Zonal regeneration principles.

(A) Zone 1 hepatocytes show plasticity and can undergo reprogramming to turn on genes normally expressed in BECs, while losing expression of hepatocyte genes. Sometimes hepatocytes can fully transdifferentiate into BECs. BECs are also reported to give rise to hepatocytes when existing hepatocytes in all zones are senescent. (B) Zone 2 and 3 hepatocytes also have plasticity, but different from zone 1. After injury to zone 3, zone 1 and 2 hepatocytes proliferate to repair the damage, and zone 2 hepatocytes are reported to undergo transient fetal reprogramming to adopt a zone 3 fate in response to WNT signalling from zone 3 endothelial cells.

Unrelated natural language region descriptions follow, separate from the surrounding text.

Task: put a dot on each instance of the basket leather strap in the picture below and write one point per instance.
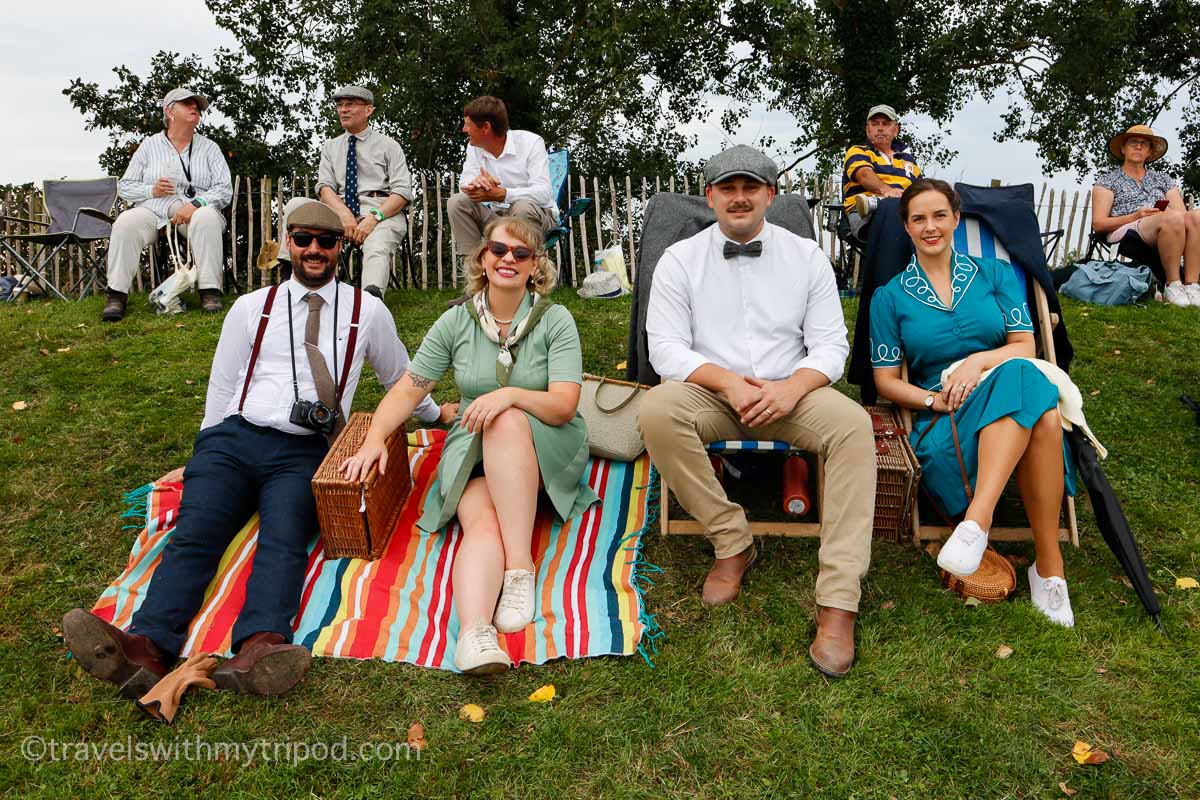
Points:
(258, 343)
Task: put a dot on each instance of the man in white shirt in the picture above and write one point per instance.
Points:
(256, 452)
(507, 173)
(745, 328)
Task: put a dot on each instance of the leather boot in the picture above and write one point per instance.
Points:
(833, 647)
(724, 581)
(127, 660)
(265, 665)
(114, 306)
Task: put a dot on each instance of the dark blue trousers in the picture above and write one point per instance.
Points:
(235, 469)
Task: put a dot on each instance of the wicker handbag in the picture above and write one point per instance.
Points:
(612, 421)
(357, 518)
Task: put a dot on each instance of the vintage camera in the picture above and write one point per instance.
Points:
(313, 415)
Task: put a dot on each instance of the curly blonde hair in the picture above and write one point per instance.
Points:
(545, 275)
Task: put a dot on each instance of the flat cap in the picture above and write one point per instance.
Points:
(741, 160)
(177, 95)
(354, 92)
(315, 215)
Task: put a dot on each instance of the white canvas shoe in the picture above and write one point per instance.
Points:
(964, 549)
(1177, 294)
(515, 609)
(479, 654)
(1050, 597)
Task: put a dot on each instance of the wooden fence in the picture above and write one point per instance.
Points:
(615, 220)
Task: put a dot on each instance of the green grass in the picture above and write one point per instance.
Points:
(732, 709)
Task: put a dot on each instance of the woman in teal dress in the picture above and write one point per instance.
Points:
(519, 368)
(947, 308)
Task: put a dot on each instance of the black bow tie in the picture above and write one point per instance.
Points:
(754, 250)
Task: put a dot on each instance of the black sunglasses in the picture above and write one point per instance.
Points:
(499, 250)
(325, 241)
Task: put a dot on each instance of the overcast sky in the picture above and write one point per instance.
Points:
(43, 47)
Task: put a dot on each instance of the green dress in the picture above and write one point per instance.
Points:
(549, 353)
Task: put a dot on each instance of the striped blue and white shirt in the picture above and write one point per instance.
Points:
(156, 157)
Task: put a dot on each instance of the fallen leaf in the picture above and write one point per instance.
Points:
(544, 695)
(472, 713)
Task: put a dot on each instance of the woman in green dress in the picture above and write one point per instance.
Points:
(519, 368)
(967, 319)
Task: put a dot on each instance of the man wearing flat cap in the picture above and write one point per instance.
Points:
(881, 167)
(177, 176)
(745, 328)
(285, 350)
(364, 176)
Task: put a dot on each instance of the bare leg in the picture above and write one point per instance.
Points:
(479, 565)
(1041, 479)
(1001, 446)
(510, 468)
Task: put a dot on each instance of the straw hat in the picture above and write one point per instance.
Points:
(1157, 143)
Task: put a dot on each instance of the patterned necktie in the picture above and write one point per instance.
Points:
(754, 250)
(325, 391)
(352, 175)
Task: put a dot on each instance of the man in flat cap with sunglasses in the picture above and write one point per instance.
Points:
(282, 383)
(745, 328)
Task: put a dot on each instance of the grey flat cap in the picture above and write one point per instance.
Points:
(315, 215)
(177, 95)
(354, 92)
(886, 110)
(741, 160)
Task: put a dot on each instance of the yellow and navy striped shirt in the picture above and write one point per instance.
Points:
(899, 170)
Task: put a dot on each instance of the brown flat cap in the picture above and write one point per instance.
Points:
(315, 215)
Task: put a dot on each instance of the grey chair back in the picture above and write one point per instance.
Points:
(64, 198)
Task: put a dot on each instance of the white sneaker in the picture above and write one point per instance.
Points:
(964, 549)
(479, 654)
(1177, 294)
(1050, 597)
(515, 609)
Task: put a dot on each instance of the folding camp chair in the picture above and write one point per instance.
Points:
(79, 212)
(975, 238)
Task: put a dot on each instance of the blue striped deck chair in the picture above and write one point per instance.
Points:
(561, 185)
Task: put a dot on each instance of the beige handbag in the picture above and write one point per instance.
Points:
(611, 415)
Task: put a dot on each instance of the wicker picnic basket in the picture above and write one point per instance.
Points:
(994, 581)
(898, 479)
(357, 518)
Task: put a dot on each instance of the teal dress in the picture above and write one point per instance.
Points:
(549, 353)
(909, 322)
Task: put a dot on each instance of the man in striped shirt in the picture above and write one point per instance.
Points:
(882, 167)
(177, 176)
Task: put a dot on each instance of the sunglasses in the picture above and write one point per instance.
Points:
(325, 241)
(499, 250)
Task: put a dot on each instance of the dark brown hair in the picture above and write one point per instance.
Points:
(489, 109)
(923, 185)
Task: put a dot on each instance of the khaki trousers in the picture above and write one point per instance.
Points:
(137, 228)
(468, 218)
(677, 419)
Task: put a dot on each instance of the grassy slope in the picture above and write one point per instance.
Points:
(732, 708)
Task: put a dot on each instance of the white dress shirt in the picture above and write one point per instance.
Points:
(270, 397)
(156, 157)
(522, 168)
(763, 316)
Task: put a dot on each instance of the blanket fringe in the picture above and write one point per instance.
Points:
(642, 569)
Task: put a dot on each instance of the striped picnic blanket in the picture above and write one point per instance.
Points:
(591, 578)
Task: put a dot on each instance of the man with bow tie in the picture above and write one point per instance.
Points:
(745, 328)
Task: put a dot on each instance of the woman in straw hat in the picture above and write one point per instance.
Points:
(1137, 200)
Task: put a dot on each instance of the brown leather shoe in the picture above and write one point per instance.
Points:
(833, 647)
(265, 665)
(724, 581)
(127, 660)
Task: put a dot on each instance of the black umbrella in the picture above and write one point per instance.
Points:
(1113, 523)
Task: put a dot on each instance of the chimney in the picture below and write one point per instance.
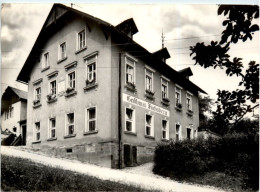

Whereas persistent WNT signalling drives zone 3 metabolism, uncontrolled WNT signalling promotes liver tumours, highlighting tumour risk from Zone 3 hepatocytes. (C) However, porto-central upregulation of WNT signalling (indicated by Axin2 upregulation; as well as upregulation of many other factors not shown here⁷⁴) also drives a wave of hepatocyte proliferation following partial hepatectomy. Additionally, hepatocytes are observed to downregulate metabolism as they proliferate, enabling a division of labour for some hepatocytes to proliferate as others maintain metabolic function. DEN, diethylnitrosamine; BECs, biliary epithelial cells; PHx, partial hepatectomy.